Da vari anni assistiamo a una rinascita del filone “thriller”, e non solo, all’italiana: finalmente possiamo leggere gialli, polizieschi, noir, ambientati nelle nostre città e non a Chicago e a Detroit, oppure nella solita compassata Inghilterra. Storie immerse nella nostra cultura, dall’assolato sud di Camilleri alla Bologna multiforme di Lucarelli, senza dimenticare gli antesignani (grandissimi) Scerbanenco con la sua Milano in pieno boom economico, Fruttero e Lucentini con l’amatissima Torino, e ovviamente il siciliano Sciascia con l’assoluto “Giorno della civetta”.
Una carrellata veloce (e per forza di cose lacunosa) per inserire nuovi luoghi, nuovi spazi per efferati delitti e nervose indagini: la Firenze ricreata da Simone Togneri, al suo primo romanzo con questo intenso “Dio del Sagittario”, non è solo sfondo inerte, ma protagonista viva della vicenda, ricchissima di suggestioni visive e di complessi richiami alla storia dell’arte.
Non a caso l’autore è diplomato in pittura proprio all’Accademia di Belle Arti di Firenze: già la prima scena è un’immagine fortissima, con quella pioggia torrenziale a coprire lo choc dei testimoni, e poi la vittima trafitta da frecce e disposta come un novello San Sebastiano.
Si indovina lo schema atroce del “serial killer”, che colpisce e uccide riproducendo le torture dei più famosi martiri cristiani – già rese immortali sulla tela e nel marmo.
La fede che si specchia nell’arte, l’arte che ricrea la fede, la follia che trasfigura tutto.
Come un “clic” automatico, un riflesso condizionato, la nostra mente corre ai collaudati meccanismi dei thriller d’oltreoceano, dal cinematografico “Seven” in poi: l’influsso del genere si sente, nella costruzione della trama, dei dettagli, nei colpi di scena ad effetto che ci tengono incollati alle pagine, nella figura stessa del serial killer mosso da un’oscura schizofrenia a sfondo sacro.
Togneri coniuga però l’osservanza, inevitabile, agli schemi del thriller (un vago senso di “deja-vu” pervade la lettura di alcune pagine) con invenzioni e elementi originali e suggestivi: dal gusto raffinato per l’immagine agli intriganti flash-back, in un filo continuo che lega il presente minaccioso e livido, con la guerra in Afghanistan alle porte, al mondo idilliaco dell’infanzia, e poi all’Ottocento dell’impressionista Renoir, di cui vengono riportate lettere e citazioni, in un continuo, costante omaggio.

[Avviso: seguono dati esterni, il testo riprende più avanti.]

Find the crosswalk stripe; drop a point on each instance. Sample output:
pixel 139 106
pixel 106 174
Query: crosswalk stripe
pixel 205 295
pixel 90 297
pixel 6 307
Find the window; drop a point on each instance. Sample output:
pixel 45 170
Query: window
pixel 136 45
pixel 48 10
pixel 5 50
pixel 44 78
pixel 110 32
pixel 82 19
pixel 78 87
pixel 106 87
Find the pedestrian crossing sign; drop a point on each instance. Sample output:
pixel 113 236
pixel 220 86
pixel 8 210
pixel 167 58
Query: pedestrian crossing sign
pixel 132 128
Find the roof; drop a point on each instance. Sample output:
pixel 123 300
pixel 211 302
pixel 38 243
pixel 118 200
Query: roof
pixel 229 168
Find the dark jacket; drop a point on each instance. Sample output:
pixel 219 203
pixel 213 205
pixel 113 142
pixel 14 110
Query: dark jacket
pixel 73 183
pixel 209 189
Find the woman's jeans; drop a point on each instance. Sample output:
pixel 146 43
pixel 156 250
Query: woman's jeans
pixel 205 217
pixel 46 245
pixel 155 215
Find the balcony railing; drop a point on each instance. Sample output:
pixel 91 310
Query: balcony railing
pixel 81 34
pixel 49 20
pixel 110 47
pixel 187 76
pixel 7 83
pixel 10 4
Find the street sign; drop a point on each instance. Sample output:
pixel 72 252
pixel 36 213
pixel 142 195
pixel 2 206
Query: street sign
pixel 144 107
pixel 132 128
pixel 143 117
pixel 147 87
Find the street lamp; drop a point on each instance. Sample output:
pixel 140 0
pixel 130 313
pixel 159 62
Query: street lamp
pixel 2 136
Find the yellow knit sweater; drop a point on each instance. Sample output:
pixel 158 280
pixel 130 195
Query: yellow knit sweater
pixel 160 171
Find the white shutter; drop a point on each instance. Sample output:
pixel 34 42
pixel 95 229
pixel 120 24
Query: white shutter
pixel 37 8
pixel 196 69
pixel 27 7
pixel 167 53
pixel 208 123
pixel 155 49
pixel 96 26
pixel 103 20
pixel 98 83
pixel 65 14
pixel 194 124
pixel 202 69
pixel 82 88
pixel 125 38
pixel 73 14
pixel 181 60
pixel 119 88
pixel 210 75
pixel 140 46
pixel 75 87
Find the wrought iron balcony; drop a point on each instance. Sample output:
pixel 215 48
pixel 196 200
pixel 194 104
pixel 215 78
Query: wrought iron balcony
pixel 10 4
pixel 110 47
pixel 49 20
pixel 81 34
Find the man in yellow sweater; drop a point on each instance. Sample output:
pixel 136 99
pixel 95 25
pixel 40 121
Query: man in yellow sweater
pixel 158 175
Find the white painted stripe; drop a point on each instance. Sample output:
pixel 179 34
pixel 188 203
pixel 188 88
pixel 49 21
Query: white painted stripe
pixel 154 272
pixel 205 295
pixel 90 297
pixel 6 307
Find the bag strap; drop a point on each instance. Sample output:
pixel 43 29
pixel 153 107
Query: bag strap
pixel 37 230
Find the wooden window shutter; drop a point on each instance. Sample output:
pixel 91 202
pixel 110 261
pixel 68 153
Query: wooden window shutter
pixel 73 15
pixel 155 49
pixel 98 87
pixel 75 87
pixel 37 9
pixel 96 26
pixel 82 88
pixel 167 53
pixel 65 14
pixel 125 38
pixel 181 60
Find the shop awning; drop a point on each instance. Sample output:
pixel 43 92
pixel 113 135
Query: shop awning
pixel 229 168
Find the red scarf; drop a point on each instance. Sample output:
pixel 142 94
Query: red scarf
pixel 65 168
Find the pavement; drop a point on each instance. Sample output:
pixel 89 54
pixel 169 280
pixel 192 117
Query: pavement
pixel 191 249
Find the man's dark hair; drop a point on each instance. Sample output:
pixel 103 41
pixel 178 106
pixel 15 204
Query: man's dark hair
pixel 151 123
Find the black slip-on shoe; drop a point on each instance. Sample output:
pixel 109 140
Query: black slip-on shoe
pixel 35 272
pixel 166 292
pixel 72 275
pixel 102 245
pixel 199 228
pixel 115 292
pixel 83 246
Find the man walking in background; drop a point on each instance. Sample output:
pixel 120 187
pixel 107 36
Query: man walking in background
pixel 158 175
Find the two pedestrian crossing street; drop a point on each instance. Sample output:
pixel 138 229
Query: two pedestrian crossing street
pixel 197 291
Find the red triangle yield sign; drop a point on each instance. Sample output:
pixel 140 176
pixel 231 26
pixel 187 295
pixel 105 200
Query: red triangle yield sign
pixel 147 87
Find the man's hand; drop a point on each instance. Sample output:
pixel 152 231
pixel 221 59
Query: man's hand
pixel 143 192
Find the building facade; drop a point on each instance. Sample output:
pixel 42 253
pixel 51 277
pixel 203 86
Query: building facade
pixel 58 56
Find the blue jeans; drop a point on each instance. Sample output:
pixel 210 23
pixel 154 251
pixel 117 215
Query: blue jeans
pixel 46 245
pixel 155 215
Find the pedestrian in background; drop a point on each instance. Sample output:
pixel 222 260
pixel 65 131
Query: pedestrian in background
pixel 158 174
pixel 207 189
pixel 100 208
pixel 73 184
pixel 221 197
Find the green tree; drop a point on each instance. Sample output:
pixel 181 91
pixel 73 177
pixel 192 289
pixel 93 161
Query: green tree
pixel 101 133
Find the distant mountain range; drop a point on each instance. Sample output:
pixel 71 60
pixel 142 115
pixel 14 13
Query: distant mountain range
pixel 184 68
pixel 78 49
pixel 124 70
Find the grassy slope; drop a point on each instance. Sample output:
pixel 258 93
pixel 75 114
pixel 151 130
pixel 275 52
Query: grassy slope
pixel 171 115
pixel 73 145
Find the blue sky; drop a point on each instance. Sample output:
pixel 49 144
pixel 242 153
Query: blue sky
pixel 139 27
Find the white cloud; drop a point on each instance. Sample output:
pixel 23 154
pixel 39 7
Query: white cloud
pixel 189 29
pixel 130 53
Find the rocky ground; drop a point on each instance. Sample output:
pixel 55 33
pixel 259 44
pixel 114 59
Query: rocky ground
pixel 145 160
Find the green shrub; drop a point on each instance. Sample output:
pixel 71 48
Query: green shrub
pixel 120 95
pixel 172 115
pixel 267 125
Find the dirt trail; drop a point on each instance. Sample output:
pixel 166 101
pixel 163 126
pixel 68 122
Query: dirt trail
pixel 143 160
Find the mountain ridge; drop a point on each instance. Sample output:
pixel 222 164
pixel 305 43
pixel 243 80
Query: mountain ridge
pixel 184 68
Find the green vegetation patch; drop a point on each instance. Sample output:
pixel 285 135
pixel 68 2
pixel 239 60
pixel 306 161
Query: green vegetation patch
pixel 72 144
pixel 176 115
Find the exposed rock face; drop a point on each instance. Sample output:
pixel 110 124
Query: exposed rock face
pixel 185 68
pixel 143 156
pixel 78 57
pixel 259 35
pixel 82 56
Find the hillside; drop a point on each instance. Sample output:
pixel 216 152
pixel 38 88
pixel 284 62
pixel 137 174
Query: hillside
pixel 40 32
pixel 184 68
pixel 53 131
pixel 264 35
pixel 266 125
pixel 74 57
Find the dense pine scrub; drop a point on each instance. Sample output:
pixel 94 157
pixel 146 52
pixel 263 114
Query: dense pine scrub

Omaggio che si estende al nome dell’ex-poliziotto, ora docente all’Accademia di Belle Arti (ancora!), che affianca il cupo, rude, sbrigativo commissario Franco Mezzanotte: il giovane Simon Renoir, omonimo del famoso pittore, come lui dotato di uno “sguardo particolare”, lo sguardo che riuscirà a cogliere la rete di segni celata nei delitti.
La sensibilità nasce dalla sofferenza, e immergersi nell’universo distorto del delitto riporterà Simon ai traumi del passato, che aveva cercato invano di rimuovere: il finale, a cui arriviamo con lettura ansiosa, non è per niente consolatorio, ma anzi amaro e carico di domande.
Il romanzo avrà un seguito? Speriamo di sì, perché i personaggi funzionano, schematismi a parte, anche i comprimari hanno una loro forza – l’odioso e stolido PM, il giornalista d’assalto senza scrupoli, il poliziotto playboy…-, e il passato di Simon Renoir è ancora tutto da svelare. Probabilmente anche lo stile di Togneri sarà in divenire, caricandosi di maggior forza e compattezza stilistica: i presupposti ci sono tutti, la scrittura è limpida, scorrevole, appassionata. “Dio del Sagittario” potrebbe anche essere un ottimo film, già pronto e vivido scena per scena.